Supporters and players brace as Marseille – Auxerre visit stirs tension

Geronimo Rulli is asking for unity as Marseille prepares to face marseille – auxerre on Friday night, a fixture that arrives amid visible strain between the team and its supporters. The match is framed by recent wins and lingering disappointments: a 3-2 victory over Lyon and a 1-0 win at Toulouse, set against eliminations that have left sections of the fanbase openly hostile.

Fans at the Stadium and the Vélodrome before Marseille – Auxerre

Supporters have made their feelings plain. At the Stadium last weekend, travelling fans displayed a banner that read “Vous êtes des merdes” in front of the visiting section and then held a silence instead of cheering. Those gestures came despite the team arriving off successive wins, and they underscore the fraught atmosphere as Marseille returns to the Vélodrome for the match with Auxerre on Friday night.

Habib Beye’s call to use distrust as motivation for Marseille

Habib Beye, who spent four years as a player under the club’s colors from 2003 to 2007, has urged the squad to turn that distrust into fuel. He told his players to take the fans’ defiance and make it a driving force, saying supporters love the club and that on Friday they will give what they want — and the team must give them in return. He pointed to moments against Lyon when chants rose and the stadium later reacted, noting the start of the match can shape whether supporters rally.

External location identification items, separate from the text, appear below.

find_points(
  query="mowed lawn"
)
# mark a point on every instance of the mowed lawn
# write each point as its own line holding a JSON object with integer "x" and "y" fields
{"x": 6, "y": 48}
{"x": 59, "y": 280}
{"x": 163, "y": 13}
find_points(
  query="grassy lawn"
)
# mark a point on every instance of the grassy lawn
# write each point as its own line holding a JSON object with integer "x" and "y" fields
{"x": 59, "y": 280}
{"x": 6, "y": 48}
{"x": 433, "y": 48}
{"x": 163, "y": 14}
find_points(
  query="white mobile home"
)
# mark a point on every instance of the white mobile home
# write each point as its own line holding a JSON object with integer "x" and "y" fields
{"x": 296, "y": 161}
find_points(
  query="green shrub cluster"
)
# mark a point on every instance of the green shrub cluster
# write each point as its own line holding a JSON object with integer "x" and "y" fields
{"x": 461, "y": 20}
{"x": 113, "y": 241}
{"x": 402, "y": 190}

Geronimo Rulli, injuries and the immediate challenge against Auxerre

Geronimo Rulli has echoed a familiar message to fans: be together now. The goalkeeper emphasized shared disappointment and called for collective representation of the club by players on the pitch and supporters in the stands. That appeal comes as the squad prepares a likely reshuffle in defense after the operation on Nayef Aguerd for pubalgia and the probable absence of Leonardo Balerdi because of a muscle problem.

There are reassuring signs in the backline, notably Benjamin Pavard, and a clean sheet in Toulouse — the first since Marseille’s 3-0 victory over Rennes in the round of 16 of the Coupe de France on February 3, a match played under Habib Beye’s management. The team sits third in the Ligue 1 table, roughly on pace with the previous season at the same stage, trailing by three points (46 now versus 49 then), and those figures shape the urgency behind each remaining fixture.

For the players, the immediate task is clear: string together results. A third consecutive league win would sustain hopes of clinching direct qualification for the Champions League, a prospect invoked after the 3-2 victory over Lyon and the narrow win at Toulouse. Yet the backdrop of cup eliminations and vocal fan displeasure has hardened the stakes for every minute at the Vélodrome.

Supporters came to Toulouse carrying anger and shame; they left with silence that spoke as loudly as a banner. Habib Beye has framed those emotions as potential energy for the squad, and Geronimo Rulli has asked supporters to join the team for the remaining nine matches of the season. Friday’s match against Auxerre is the next point of reckoning.

For now, Rulli’s call for togetherness returns us to where this story opened: a goalkeeper asking fans to be present and a club facing a Friday night test that will measure whether noise in the stands turns back into support on the pitch.